2015年9月28日月曜日

旅立ちます&本紹介(日:勝手に選書!)「秋・悩める中高生に薦める3冊」

こんばんは!くじらブックスです。
沖縄本島では、台風の影響はほとんど感じられない一日でした。
八重山地方はこれから大分影響がでるようです。
該当地域の皆さま、どうぞお大事にお過ごしください。

個人的にはWEBストアの開設(随時更新!)、九州旅行の準備でパタパタしていました。
そう、明日9月28日から10月6日まで、旅に出るのです。
最終目的地は10月4日の『一箱古本市in BOOK マルシェ佐賀』。その前に九州各地を放浪してきます。
旅先から更新のため、ブログも現地で見た風景・出会った本について、書いていこうと思います。毎日更新は続けますので、どうぞよろしくお願いします。
さて、どんな旅になるでしょう。全くノープランなので、楽しみです。気ままに行ってみます。
オススメなどありましたら、どうぞ教えてください。

ブログでは毎日、曜日ごとにテーマを決め本をご紹介しています。
※気になった方は、お近くの書店・図書館、または
※kujirabooks.okinawa@gmail.com までご連絡ください

日曜日は<勝手に選書!>
今日は「秋・悩める中高生に薦める3冊」
2学期が始まり、約1か月経った日曜の夜。
読むと気分が楽になりそうな本(当社比)を選んでみました。


『僕の高校中退マニュアル』 著:稲泉連
出版社: 文藝春秋 価格(本体):※出版社品切※

高校一年生の2学期、著者は中退を決めた。
上辺でしか付き合えない周囲と自分の関係、中学~高校入学後も変わらなかった学校生活への<違和感>。

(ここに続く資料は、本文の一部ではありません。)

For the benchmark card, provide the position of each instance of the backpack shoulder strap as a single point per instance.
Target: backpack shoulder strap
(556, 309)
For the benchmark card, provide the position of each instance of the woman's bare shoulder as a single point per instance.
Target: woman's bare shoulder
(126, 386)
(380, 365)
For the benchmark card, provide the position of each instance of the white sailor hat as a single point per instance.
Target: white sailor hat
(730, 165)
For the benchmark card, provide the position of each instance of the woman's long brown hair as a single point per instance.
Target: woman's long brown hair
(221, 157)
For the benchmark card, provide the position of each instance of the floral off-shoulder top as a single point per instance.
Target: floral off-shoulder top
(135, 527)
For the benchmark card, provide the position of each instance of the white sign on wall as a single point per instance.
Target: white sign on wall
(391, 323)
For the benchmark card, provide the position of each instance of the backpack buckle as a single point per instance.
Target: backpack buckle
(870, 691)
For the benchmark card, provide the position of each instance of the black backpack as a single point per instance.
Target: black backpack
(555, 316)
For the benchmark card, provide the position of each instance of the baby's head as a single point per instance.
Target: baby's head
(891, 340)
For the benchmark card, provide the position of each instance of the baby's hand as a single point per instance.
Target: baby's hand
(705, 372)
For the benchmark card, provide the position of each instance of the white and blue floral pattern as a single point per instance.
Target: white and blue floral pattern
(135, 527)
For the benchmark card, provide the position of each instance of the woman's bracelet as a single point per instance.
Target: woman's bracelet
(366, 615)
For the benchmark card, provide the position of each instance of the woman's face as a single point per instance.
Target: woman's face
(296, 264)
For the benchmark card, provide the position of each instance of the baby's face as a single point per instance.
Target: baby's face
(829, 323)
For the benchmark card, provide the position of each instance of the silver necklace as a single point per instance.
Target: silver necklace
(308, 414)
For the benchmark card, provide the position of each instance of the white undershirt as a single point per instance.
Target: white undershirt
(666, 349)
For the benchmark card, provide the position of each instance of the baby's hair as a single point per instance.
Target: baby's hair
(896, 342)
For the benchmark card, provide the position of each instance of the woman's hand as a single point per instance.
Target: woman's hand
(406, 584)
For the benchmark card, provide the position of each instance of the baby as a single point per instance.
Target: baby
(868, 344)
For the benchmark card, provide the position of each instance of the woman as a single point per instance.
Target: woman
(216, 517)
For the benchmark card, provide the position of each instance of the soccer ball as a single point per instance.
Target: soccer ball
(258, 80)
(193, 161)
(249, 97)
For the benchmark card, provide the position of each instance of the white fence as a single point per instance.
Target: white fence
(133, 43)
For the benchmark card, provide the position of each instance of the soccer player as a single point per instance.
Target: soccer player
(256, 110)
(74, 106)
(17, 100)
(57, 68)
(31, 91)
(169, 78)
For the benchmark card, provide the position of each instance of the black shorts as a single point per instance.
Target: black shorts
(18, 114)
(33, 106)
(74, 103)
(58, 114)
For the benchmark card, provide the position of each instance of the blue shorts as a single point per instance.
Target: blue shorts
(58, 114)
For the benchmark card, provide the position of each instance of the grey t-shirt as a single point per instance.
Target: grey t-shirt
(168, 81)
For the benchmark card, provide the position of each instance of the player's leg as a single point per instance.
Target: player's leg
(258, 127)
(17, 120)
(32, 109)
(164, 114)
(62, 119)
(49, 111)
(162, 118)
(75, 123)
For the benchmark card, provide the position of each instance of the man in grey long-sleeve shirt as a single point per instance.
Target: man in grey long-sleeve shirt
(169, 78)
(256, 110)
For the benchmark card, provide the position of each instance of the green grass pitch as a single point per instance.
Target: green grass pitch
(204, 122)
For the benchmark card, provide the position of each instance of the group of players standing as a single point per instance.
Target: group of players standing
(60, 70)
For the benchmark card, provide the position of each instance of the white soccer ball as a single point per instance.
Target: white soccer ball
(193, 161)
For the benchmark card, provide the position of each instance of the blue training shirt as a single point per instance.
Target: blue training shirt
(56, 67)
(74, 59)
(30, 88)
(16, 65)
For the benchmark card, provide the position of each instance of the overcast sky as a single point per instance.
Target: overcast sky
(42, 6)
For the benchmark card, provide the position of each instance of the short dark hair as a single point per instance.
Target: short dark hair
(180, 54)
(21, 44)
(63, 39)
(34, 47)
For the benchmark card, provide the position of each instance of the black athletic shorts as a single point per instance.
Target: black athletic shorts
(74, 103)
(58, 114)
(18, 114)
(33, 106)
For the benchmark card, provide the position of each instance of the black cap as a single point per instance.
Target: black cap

嘘をつかず向き合った結果、彼は常識と呼ばれる道を降りる。そして、大検(現在は高認)・大学受験を決意する。
冷静に分析しつつ自身で考え決める著者は、とても10代(執筆時)とは思えない。一方で、くよくよしたり怠けたり、高校生らしい幼さも見える。一歩一歩踏みしめながら進んでいる姿が文章の奥から浮かぶ。そして家族や塾の先生・仲間たちと、強制されない心の付き合いで支えられていく。
彼は、訳も分からず流されたくないと言う。それは本来誰もが感じるているはずの感情ではないか。だからこそ、読者は彼を憎めず、応援したくなるのだ。
結論から言えば、大検合格・早稲田二文合格で、新しいスタートに立ち本書は終わる。あくまでプロローグだから、ドラマチックでもない、成功マニュアルでもない。
学校生活は長い人生の1ページ、それぞれの進み方がある。正解などないのだ。どんな道も後悔しないよう、自分で決めて生きようよ。そう語りかけられている気分になる1冊。
(著者・稲泉連氏は、後年最年少で大宅壮一賞を受賞したノンフィクション作家。いずれの作品も興味深くオススメです)


②『まちがったっていいじゃないか』 著:森毅
出版社: ちくま文庫 価格(本体):660円

数学研究者・京都大学教授でありながら、独自のエッセイ・教育論も発表し続けた森毅氏。
この本は、子供時代からの思い出、戦争体験、勉強してきたこと等を、青少年向けに分かりやすく書いている。
周囲の価値観に合わせない、各々が自分なりのやり方で生きていけばいい、という誰もが心底願いながら言葉にできない思いを、のんびりでもはっきり、伝えようとしてくれる。
読めば「なんとかなるかも」と肩の力が抜け、勇気づけられるだろう1冊。


③『さびしさの授業』 著:伏見憲明 
出版社: イースト・プレス 価格(本体):1000円

誰にも理解されない、という孤独感。傷つけられ、二度と立ち上がれないと思うほどの悲しみ。
簡単には癒えないだろう、共有もできないかもしれない。
それでも、抱えて生きていくことがとても大切なことなのだ。
自身も苦しい10代を過ごした著者は、映画や創作物の例えも交えつつ、同様に苦しむ「君」たちに言葉を尽くして語りかける。上からではなく、そばで寄り添うように佇んでいる姿が浮かんでくる。
さびしさを知り、抱えて生きることは、無駄ではない。そう思えれば、今を乗り越えていける。
苦しい夜、光を放つ灯台のような1冊になるだろう。